O CFP refere ainda que "o apuramento do impacto previsto com as medidas de política para 2021 aprovadas pela AR teria sido relevante e beneficiaria a transparência do processo orçamental".
Entre essas medidas que não conseguiu contabilizar, a instituição independente destacou a antecipação da atualização extraordinária de pensões para 1 de janeiro de 2021, o alargamento dos beneficiários do novo apoio extraordinário ao rendimento dos trabalhadores, a prorrogação por seis meses dos períodos de concessão do subsídio de desemprego que terminem em 2021 e aumento do seu limite mínimo, e ainda a remuneração dos trabalhadores abrangidos pelo 'lay-off' a 100%.
Acrescendo a medidas que já constavam parcialmente da proposta do Governo, o CFP elencou também que não conseguiu contabilizar o impacto do regime especial e transitório de pagamento em prestações de IRC ou IVA em 2021, da suspensão dos pagamentos por conta, da avaliação dos suplementos das forças de segurança e atribuição do subsídio de risco e suplemento remuneratório.
"Foram também aprovadas medidas adicionais na área da Saúde, nomeadamente a atribuição de um suplemento remuneratório de 200 euros por exercício de funções de autoridade de saúde (artigo 49.º), o investimento nas instalações dos centros de saúde (artigo 276.º) e a recuperação das consultas nos cuidados de saúde primários (o artigo 277.º prevê a atribuição de um incentivo excecional para esse efeito)", que também não foram contabilizados.

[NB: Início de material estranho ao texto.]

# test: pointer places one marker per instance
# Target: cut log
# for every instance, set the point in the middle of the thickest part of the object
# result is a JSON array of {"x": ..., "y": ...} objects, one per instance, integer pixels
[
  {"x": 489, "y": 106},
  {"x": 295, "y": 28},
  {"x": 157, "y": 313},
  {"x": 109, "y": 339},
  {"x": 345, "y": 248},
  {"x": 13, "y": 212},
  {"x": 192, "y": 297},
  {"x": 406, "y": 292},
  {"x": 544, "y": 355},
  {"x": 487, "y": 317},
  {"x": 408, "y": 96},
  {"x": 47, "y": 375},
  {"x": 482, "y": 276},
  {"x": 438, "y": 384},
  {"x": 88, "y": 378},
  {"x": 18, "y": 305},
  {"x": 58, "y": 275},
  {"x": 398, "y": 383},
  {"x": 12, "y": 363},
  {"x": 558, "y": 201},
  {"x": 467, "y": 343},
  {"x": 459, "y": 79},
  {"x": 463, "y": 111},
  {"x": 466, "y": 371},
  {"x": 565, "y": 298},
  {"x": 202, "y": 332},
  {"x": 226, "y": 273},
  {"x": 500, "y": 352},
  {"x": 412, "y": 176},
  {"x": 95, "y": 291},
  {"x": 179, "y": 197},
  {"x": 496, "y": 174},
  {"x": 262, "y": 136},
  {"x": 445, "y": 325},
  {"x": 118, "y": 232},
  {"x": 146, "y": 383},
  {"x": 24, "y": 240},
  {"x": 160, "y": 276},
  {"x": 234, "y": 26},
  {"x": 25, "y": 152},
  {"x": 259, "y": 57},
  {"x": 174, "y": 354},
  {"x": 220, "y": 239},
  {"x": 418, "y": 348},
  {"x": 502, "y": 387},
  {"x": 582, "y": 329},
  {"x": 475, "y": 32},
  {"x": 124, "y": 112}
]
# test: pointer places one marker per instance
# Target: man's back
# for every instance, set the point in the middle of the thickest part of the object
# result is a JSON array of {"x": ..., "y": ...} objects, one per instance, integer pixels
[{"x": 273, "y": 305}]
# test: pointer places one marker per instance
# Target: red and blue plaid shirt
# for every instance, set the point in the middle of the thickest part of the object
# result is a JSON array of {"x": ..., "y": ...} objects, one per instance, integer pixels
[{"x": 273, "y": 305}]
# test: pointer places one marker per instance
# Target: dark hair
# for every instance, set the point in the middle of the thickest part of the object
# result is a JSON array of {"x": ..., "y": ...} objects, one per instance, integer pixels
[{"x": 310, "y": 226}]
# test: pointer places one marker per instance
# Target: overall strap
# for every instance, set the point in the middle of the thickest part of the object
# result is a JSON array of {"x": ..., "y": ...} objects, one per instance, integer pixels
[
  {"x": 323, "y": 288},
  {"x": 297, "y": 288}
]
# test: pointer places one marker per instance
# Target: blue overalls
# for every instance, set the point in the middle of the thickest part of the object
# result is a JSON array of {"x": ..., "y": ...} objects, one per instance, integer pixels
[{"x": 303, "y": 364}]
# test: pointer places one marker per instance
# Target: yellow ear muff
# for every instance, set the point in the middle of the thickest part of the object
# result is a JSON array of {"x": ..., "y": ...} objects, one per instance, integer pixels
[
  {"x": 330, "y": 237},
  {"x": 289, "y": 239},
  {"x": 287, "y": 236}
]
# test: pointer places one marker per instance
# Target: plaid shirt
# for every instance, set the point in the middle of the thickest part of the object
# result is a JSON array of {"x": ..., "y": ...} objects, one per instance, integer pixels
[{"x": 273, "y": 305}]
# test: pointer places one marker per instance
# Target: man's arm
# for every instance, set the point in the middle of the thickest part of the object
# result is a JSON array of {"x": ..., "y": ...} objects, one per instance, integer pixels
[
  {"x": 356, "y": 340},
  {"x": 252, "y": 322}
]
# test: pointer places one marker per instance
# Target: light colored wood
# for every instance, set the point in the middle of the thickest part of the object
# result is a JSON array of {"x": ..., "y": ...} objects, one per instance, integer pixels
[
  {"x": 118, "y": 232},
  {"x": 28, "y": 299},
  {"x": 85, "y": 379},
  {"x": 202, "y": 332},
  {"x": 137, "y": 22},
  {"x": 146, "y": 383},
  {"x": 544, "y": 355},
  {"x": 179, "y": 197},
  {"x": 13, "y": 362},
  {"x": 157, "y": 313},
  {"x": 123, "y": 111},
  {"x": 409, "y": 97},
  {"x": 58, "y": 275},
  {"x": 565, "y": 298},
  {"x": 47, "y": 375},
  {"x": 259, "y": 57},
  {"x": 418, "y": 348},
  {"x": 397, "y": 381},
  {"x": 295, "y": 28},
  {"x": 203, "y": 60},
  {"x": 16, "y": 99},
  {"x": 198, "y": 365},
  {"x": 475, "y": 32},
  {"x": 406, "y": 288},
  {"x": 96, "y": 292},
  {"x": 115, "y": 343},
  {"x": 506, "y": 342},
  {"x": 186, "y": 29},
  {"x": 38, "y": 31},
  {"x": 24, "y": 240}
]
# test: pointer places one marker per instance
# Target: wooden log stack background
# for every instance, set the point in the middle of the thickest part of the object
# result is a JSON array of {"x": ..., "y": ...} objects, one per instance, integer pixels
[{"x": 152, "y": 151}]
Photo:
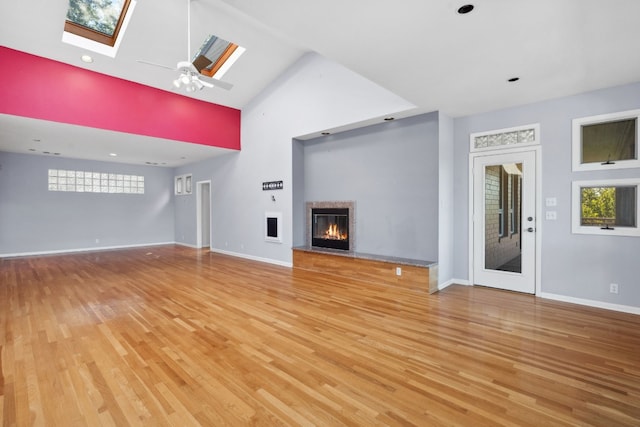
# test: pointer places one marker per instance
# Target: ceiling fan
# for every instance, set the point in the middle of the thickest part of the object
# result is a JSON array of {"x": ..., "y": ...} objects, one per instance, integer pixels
[{"x": 190, "y": 78}]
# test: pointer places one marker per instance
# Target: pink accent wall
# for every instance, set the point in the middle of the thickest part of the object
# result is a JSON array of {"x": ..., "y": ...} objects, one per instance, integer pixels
[{"x": 32, "y": 86}]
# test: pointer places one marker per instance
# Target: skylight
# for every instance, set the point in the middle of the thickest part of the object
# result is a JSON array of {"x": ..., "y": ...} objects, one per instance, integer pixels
[
  {"x": 216, "y": 56},
  {"x": 97, "y": 25}
]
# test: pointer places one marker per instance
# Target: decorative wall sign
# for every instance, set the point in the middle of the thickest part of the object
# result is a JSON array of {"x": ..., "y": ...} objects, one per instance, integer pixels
[{"x": 272, "y": 185}]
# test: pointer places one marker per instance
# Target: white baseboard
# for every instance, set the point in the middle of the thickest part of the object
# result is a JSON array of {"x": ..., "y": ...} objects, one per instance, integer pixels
[
  {"x": 187, "y": 245},
  {"x": 76, "y": 250},
  {"x": 591, "y": 303},
  {"x": 253, "y": 258}
]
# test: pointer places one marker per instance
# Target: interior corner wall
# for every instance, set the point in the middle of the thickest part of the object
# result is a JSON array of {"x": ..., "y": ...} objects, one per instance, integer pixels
[
  {"x": 446, "y": 191},
  {"x": 36, "y": 220},
  {"x": 573, "y": 265},
  {"x": 390, "y": 170},
  {"x": 312, "y": 95}
]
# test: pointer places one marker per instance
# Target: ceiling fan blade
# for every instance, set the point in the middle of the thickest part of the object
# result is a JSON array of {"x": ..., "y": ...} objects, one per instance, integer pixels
[{"x": 156, "y": 65}]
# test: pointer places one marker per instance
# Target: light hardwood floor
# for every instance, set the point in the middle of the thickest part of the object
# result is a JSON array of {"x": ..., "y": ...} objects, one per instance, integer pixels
[{"x": 175, "y": 336}]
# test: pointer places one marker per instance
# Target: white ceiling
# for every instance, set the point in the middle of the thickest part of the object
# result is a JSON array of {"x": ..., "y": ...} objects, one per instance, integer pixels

O mesmo sucedeu com reforço de profissionais nos cuidados de saúde primários, nos cuidados intensivos e nas unidades de saúde pública.
"Como se depreende pelos exemplos acima referidos, o impacto orçamental decorrente do conjunto de alterações entretanto introduzidas e aprovadas pela AR não terá sido despiciendo e a ausência de informação sobre esta matéria prejudica a transparência orçamental e a própria missão do CFP", refere a instituição no relatório hoje divulgado.